Step: (the ){severity} {messageId} is reported

This step asserts that a specific message (typically a warning or error) was reported by EPUBCheck. The {severity} parameter must be a case-insensitive match to either ERROR, WARNING, INFO, USAGE, or FATAL. The messageId parameter must be a cases-sensitive match to an EPUBCheck message ID, as defined in the MessageId.java class (for example, RSC-005, or PKG-010, or OPF-086b). Message IDs can use a hyphen (’-’) or an underscore (’_’) interechangeably.

Examples:

Then error RSC-005 is reported
Then WARNING RSC-009 is reported

Step: (the ){severity} {messageId} is reported {int} time(s)

This step asserts that a specific message (typically a warning or error) was reported several times by EPUBCheck. The {severity} parameter must be a case-insensitive match to either ERROR, WARNING, INFO, USAGE, or FATAL. The messageId parameter must be a cases-sensitive match to an EPUBCheck message ID, as defined in the MessageId.java class (for example, RSC-005, or PKG-010, or OPF-086b). Message IDs can use a hyphen (’-’) or an underscore (’_’) interechangeably. The {int} paraameter must be an integer, equals to the number of times the message is expected to be reported.

It is important to note that this step asserts that the message is reported at least the given number of times. In order to ensure that it is not reported more than that, the step must be combine with a “no other warnings or errors are reported” step.

Examples:

Then error RSC-005 is reported 3 times
And warning RSC-009 is reported 1 time

Step: (the )following {severity}( ID)(s) are/is reported

This step asserts that a list of messages of a same severity (typically error or warning) are reported by EPUBCheck. The {severity} parameter must be a case-insensitive match to either ERROR, WARNING, INFO, USAGE, or FATAL. A list of expected message IDs must be given as a data table, in the fist column. Each element in the list must be a cases-sensitive match to an EPUBCheck message ID, as defined in the MessageId.java class (for example, RSC-005, or PKG-010, or OPF-086b). Message IDs can use a hyphen (’-’) or an underscore (’_’) interechangeably. A second column of the data table can be used to specify a text string that the reported message is expected to contain.

Examples:

Then the following warning IDs are reported
      | RSC-017 |
      | RSC-018 |
Then the following errors are reported
      | RSC-005 | attribute "foo" not allowed here |
      | RSC-005 | element "bar" not allowed here   |

Step: (the )message is {string}

This step asserts that the text of the last consumed message is equal to the given content. The {string} parameter is the expected text of the message.
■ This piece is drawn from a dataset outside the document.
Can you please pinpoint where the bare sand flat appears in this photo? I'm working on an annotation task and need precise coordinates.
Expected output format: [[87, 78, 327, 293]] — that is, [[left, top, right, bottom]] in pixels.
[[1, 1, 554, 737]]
This step should only be used after a step that verified that a given message ID was reported.

Examples:

Then error RSC-005 is reported
And the message is 'attribute "foo" not allowed here'

Step: (the )message contains {string}

This step asserts that the text of the last consumed message contains the given content. The {string} parameter is the text that the message is expected to contain.
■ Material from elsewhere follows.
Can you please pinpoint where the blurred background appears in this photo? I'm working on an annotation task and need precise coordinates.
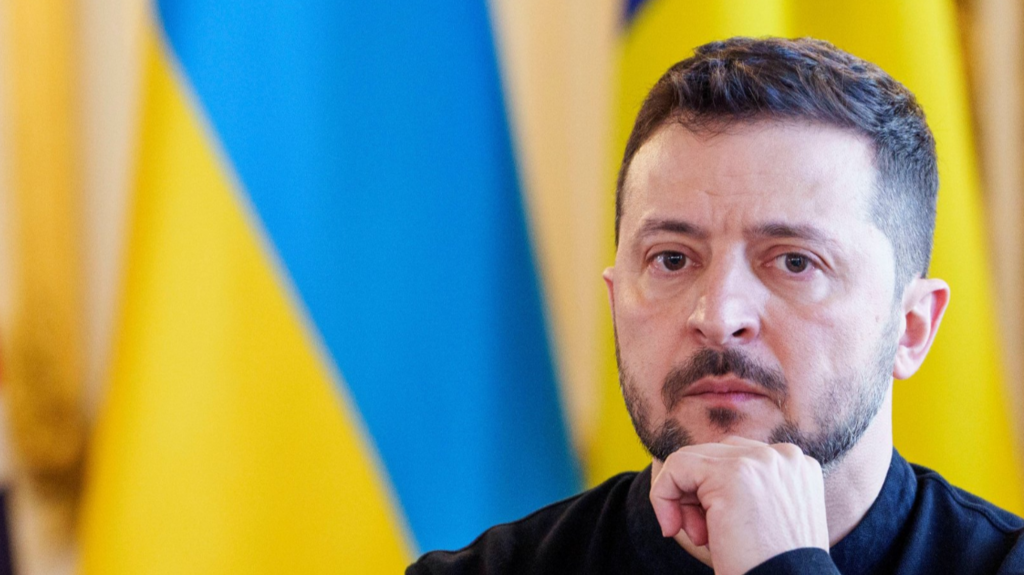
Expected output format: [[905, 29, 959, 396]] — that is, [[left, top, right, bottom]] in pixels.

This step should only be used after a step that verified that a given message ID was reported.

Examples:

Then error RSC-005 is reported
And the message contains 'Duplicate ID'

§ Underlying Java code

_Note: this section is targeted at EPUBCheck developers; it is not required reading for people who only want to contribute new tests

The Java code implementing the functional tests primarily consists of the following classes:

  • Test runners:
    • RunCucumberTest.java
    • DebugCucumberTest.java
  • Step definitions:
    • ExecutionSteps.java
    • AssertionSteps.java
  • Type configuration:
    • TypeRegistryConfiguration.java
  • Domain classes:
    • TestReport.java
    • MessageInfo.java

TODO: further describe the Java code.